Another one of the debates swirling around videogames is summed up in one question: are videogames art?
I have yet to meet a gamer who says "no", and have found very few non-gamers who say "yes." Like Mr. Roger Ebert. Back in July, Ebert wrote a pretty pompous article about how games cannot be defined as art. He considers them a lesser medium, inferior to books and movies. Oh, you can bet the gaming community did not take kindly to that one. Clive Barker, an acclaimed British author, film director and artist, contested Ebert's comments, and Ebert replied to these comments in his July editorial.

Barker: "I'm not doing an evangelical job here. I'm just saying that gaming is a great way to do what we as human beings need to do all the time -- to take ourselves away from the oppressive facts of our lives and go somewhere where we have our own control."

Ebert: Spoken with the maturity of an honest and articulate 4-year old. I do not have a need "all the time" to take myself away from the oppressive facts of my life, however oppressive they may be, in order to go somewhere where I have control. I need to stay here and take control. Right now, for example, I cannot speak, but I am writing this. You lose some, you win some.

Whoa, whoa, whoa. Wait. "Spoken with the maturity of an honest and articulate 4-year-old"? Up until that point, I had actually been listening to Ebert's opinion with some form of respect, and trying to understand the "bowel-moving" analogy/wordplay used in the article. But to be so condescending on someone who, in the world of critics and art, has just as much credo as you, is not right. Shame on you, Roger, shame on you.

And so, I, too, will jump into the fray.

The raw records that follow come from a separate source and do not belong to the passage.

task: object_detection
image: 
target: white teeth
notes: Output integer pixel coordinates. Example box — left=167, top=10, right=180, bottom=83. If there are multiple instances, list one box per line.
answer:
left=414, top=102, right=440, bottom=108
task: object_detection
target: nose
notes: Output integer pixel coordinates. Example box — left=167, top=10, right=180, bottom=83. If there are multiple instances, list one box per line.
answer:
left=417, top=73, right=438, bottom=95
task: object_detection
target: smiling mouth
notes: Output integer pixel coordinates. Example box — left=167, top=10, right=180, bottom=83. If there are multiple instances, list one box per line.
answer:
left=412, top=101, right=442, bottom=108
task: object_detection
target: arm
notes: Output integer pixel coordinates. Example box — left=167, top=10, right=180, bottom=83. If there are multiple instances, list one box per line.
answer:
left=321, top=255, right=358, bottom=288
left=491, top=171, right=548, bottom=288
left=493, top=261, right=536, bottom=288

I, of course, as a gamer, think games are a very legitimate form of art.

Artists are very much a part of the game process. Even though art is involved in the game development process, does that mean the end result is necessarily art? The art these artists create is simply animated, put into motion with interactive elements.

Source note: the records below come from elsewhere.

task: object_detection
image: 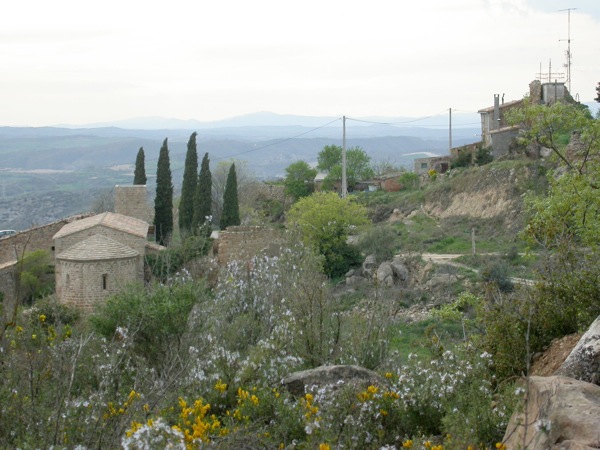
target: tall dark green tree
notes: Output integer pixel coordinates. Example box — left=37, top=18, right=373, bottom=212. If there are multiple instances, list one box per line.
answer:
left=193, top=153, right=212, bottom=231
left=133, top=147, right=146, bottom=185
left=219, top=163, right=241, bottom=230
left=179, top=132, right=198, bottom=235
left=154, top=139, right=173, bottom=245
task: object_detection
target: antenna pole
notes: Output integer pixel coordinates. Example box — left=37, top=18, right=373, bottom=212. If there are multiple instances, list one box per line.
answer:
left=342, top=116, right=348, bottom=198
left=559, top=8, right=577, bottom=93
left=448, top=108, right=452, bottom=154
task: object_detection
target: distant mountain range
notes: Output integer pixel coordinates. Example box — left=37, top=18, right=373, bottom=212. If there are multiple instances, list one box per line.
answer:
left=57, top=111, right=480, bottom=130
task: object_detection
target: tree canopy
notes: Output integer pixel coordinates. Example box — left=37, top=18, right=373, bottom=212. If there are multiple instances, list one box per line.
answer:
left=317, top=145, right=373, bottom=189
left=133, top=147, right=146, bottom=185
left=179, top=132, right=198, bottom=234
left=287, top=192, right=369, bottom=276
left=220, top=163, right=240, bottom=230
left=194, top=153, right=212, bottom=231
left=154, top=139, right=173, bottom=245
left=285, top=161, right=317, bottom=199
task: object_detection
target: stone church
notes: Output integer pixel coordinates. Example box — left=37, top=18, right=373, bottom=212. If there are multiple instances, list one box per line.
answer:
left=53, top=186, right=162, bottom=310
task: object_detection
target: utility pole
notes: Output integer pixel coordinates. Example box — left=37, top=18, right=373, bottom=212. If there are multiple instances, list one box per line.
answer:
left=448, top=108, right=452, bottom=155
left=342, top=116, right=348, bottom=198
left=559, top=8, right=577, bottom=93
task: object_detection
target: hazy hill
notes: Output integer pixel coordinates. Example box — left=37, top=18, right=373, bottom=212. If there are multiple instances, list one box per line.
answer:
left=0, top=113, right=479, bottom=229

But then, this logic would make every game a piece of art--from Spongebob to Barbie. And despite the flashy, cartoony depictions, I don't think many people would consider frying up Krabby patties or picking out dresses an artistic experience.

Does that mean the game has to present thought-provoking ideas along with stylized graphics to be art? If you take a look at any form of art, it generally has two stock elements that define it as art: great visual presentation and, usually, a message. When you look at it this way, there are plenty of games that can be considered art. Being a gamer myself, I can't help but side with the gamer's side of the debate. I've played through far too many wonderful, gripping stories, encountered an overabundance of captivating fictional characters, and witnessed countless super-stylized cutscenes, to say that games cannot be considered art, even high art, as Ebert argues. Ebert condescends that Barker's opinion has the mental maturity of a four-year-old. But that's the beauty of it! Younger audiences (maybe not as young as four-year-olds) can still understand what's going on in these more artistic games and begin to understand and appreciate the experience they provide. And so can the teenagers, the 20- and 30-somethings, 50-somethings like Barker, and everyone in between.
Games are strange and beautiful. Like art.